More Sunscreen, More Sunburns
“I was quite surprised to find the associations that we’ve found with the different types of sun protection,” says study researcher Eleni Linos, MD, DrPH, MPH, a dermatologist at Stanford University.
“What we saw was that wearing long-sleeved clothing, wearing a hat, and staying in the shade were associated with fewer sunburns,” she says. “However, wearing sunscreen was actually associated with more sunburns.”
Linos is quick to point out that her results don’t mean that sunscreen doesn’t work or shouldn’t be used.
The study was designed to look at patterns, not to prove cause and effect.
It’s possible that people with the fairest, most easily burned skin are also simply the group most likely to use sunscreen.
But if that were the case, Linos says, she would have expected to see the same phenomenon across all the different groups. That is, frequent shade seekers and long-sleeve wearers would also report having more burns compared to those who rarely reported those tactics.
The more likely explanation, she thinks, is user error -- people simply aren’t applying as much sunscreen as often as they should.
Numerous studies have shown that most people, even after they’re carefully schooled in proper sunscreen application, still don’t get enough on.
One of the latest, from researchers in Brazil, asked study participants to cover both forearms with sunscreen, and 30 minutes later, to reapply the sunscreen to just one arm.
Researchers used tape strips to measure how thickly the lotion went on.
Sunscreen is tested to work at its SPF when it’s applied to a depth of at least 2 milligrams per square centimeter on the skin.

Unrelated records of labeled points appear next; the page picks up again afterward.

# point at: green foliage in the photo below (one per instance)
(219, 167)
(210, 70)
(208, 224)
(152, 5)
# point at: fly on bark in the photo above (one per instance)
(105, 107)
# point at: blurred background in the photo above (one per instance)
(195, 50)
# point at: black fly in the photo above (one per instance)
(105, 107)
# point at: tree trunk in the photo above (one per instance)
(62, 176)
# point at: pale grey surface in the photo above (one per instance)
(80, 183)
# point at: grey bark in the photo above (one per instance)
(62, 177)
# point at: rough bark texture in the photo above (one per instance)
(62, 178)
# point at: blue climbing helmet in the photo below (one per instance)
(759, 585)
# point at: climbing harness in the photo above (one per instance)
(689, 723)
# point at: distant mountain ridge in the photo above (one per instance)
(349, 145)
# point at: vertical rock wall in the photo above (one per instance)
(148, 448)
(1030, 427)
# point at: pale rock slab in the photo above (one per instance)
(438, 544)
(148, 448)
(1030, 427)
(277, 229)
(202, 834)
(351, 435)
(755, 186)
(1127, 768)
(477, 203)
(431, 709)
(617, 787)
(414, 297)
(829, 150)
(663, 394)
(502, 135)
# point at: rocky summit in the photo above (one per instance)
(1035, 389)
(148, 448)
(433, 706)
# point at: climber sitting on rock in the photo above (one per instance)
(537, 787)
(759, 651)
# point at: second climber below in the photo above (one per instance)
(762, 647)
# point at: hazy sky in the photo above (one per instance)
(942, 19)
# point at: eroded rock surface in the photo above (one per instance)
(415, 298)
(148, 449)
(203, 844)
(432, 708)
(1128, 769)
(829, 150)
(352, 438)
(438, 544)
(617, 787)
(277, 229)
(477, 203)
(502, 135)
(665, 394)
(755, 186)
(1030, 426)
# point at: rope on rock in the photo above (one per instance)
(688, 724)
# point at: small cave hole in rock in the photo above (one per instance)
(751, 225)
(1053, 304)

After the first application, study participants got only a quarter of that amount on. For the arm that got the second application, the depth of the sunscreen eventually reached half of what it should have been, suggesting that even people who remember to reapply aren’t being fully protected.
Shade, Hat, Sleeves
Another problem is that many people rely on sunscreen as their sole form of protection, when really, shade and protective clothing need to be part of a multi-pronged approach to avoiding sunburns, which increase the risk of skin cancer.